Fresh insights and strategies are likely to emerge both from close examination of particular markets and from experience gamed as particular disruption strategies evolve. Richer information and operational experience could reveal unexpected opportunities.
In Tampa, for instance, equipping officers with digital beepers that allowed rapid, personal, but clandestine contact between the police and community supporters turned out to be critical to a robust flow of timely operational intelligence about street markets. And new tactics were developed during the operation that nobody could possibly have imagined ahead of time. Street dealers, for instance, generally hide stashes not on their persons but nearby--in a tree or a patch of tall grass--in case they are robbed or arrested. QUAD officers started getting calls from neighborhood sources who observed the dealers closely and could pinpoint the stashes. Police simply seized the drugs, strangling the dealers' cash flow. If we look hard, we are bound to find equivalent weaknesses in youth gun markets.

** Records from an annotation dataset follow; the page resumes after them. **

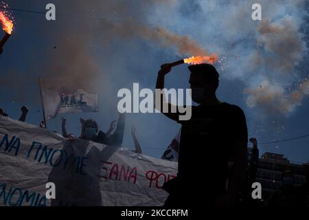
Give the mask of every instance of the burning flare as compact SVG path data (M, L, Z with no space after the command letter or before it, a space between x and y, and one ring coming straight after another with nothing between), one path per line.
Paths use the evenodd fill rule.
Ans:
M188 58L169 63L168 65L171 67L176 67L178 66L179 65L181 65L183 63L196 65L206 63L214 65L217 60L218 60L218 55L216 54L212 54L210 56L192 56Z
M12 31L13 30L14 24L4 15L3 12L0 12L0 23L2 25L3 30L8 34L11 34Z
M189 64L201 64L203 63L207 63L209 64L214 64L218 60L218 55L216 54L212 54L210 56L192 56L186 59L183 59L185 63Z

OTHER STRATEGIES FOR FIGHTING FEAR
The more kids' fear can be reduced, the less they will want guns and the more effective market-disruption strategies will be. Three ideas deserve particular mention. First, street drug markets and gang disputes create high levels of violence, disorder, and fear. Cities should explore QUAD-type operations to shut down drug markets, and work with kids and others close to the street to prevent gang violence. Police units like the Boston antigang violence squad and grass-roots groups like Clementine Barfield's Save Our Sons and Daughters in Detroit have had success preventing individual incidents from growing into vendettas. Second, criminal justice resources should be focused on taking repeat violent juvenile gun offenders off the streets. Third, some community policing departments are developing innovative means to identify and address fear. In one model operation in Baltimore County, officers defused a budding racial conflict by separating bus stops that brought warring groups of black and white kids into regular contact, then worked with both groups to prevent further trouble. More along these lines is possible.

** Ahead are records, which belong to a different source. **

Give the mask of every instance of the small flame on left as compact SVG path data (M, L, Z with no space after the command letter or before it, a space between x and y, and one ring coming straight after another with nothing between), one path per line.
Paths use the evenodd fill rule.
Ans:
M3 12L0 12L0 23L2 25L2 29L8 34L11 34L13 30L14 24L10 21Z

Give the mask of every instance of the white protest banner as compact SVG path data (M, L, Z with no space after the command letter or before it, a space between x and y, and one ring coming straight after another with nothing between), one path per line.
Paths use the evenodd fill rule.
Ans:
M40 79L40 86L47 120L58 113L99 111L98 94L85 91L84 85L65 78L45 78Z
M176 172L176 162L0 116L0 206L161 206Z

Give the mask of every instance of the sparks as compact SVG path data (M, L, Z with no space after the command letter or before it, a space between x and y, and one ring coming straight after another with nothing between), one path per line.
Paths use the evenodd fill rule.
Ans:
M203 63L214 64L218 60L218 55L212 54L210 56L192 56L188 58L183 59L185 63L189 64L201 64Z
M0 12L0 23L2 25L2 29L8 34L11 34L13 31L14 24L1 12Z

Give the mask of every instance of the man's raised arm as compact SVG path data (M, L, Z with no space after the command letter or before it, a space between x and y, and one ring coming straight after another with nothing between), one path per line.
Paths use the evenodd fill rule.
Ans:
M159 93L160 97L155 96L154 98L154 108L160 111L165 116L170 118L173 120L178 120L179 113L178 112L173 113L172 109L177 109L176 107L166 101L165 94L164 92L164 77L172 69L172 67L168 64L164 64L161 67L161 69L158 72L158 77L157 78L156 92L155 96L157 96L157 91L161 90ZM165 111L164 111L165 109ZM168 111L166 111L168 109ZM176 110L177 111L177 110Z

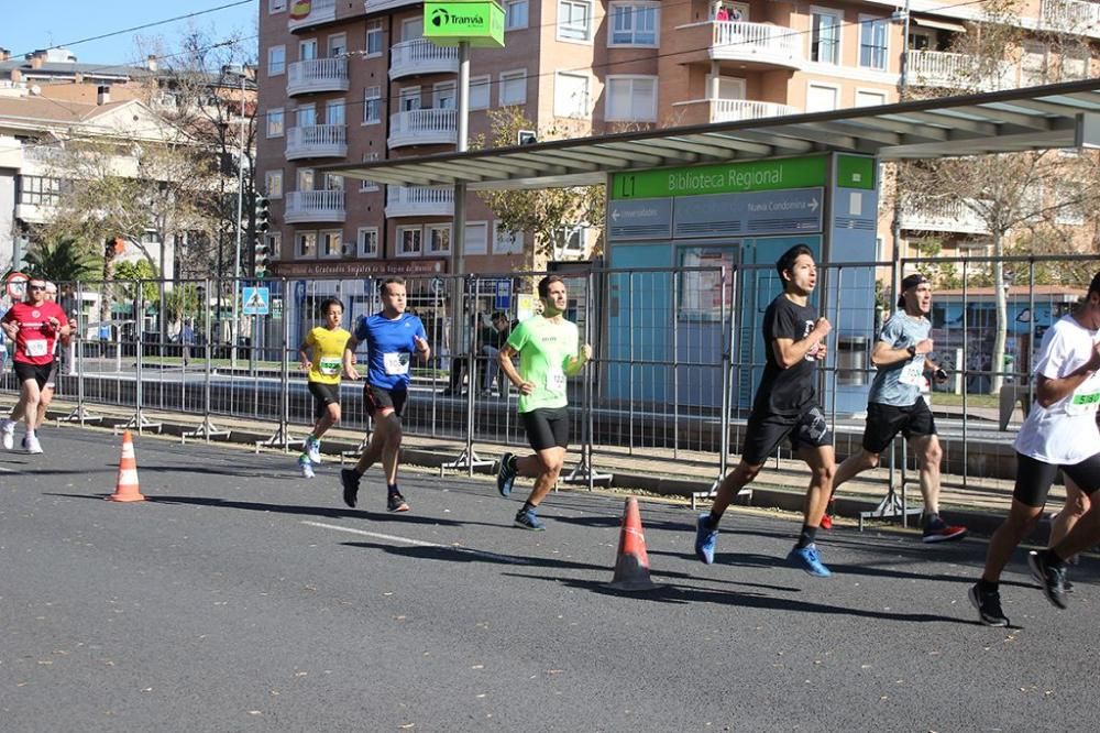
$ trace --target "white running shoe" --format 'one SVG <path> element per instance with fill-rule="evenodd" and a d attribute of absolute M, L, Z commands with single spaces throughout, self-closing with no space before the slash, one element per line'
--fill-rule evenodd
<path fill-rule="evenodd" d="M 321 441 L 312 436 L 306 438 L 306 458 L 312 463 L 321 462 Z"/>
<path fill-rule="evenodd" d="M 314 464 L 310 463 L 309 459 L 302 456 L 298 459 L 298 468 L 301 469 L 301 478 L 312 479 L 314 478 Z"/>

No one of these measures is likely to make much of an impact. The power of market disruption and allied approaches would come from multiple attacks, and the interaction of multiple attacks, to the incentives and free functioning of the market. The mounting of the operation would itself be a deterrent; in many jurisdictions buying and selling in the youth black market is a largely risk-free enterprise, and a clever operation (including a community actively mobilized against guns) could hope to raise participants' sense of vulnerability considerably.

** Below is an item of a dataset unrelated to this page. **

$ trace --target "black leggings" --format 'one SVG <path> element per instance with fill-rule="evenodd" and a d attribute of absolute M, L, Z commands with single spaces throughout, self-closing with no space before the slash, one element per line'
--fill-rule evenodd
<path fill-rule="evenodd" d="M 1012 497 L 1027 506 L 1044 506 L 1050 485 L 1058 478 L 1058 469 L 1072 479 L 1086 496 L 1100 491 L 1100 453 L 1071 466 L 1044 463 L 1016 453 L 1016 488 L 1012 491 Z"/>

It is too much to hope that any of this would end illegal dealing in guns. But an effective youth market strategy might serve to split the adult market off from the youth market, leaving illicit dealers still in the gun business but unwilling, or substantially less willing, to deal to kids. It might, along with other efforts to fight fear, arrest the spiraling juvenile arms race. Given the juvenile death toll, and the special contribution of armed kids to the disruption of troubled communities, that would be a success.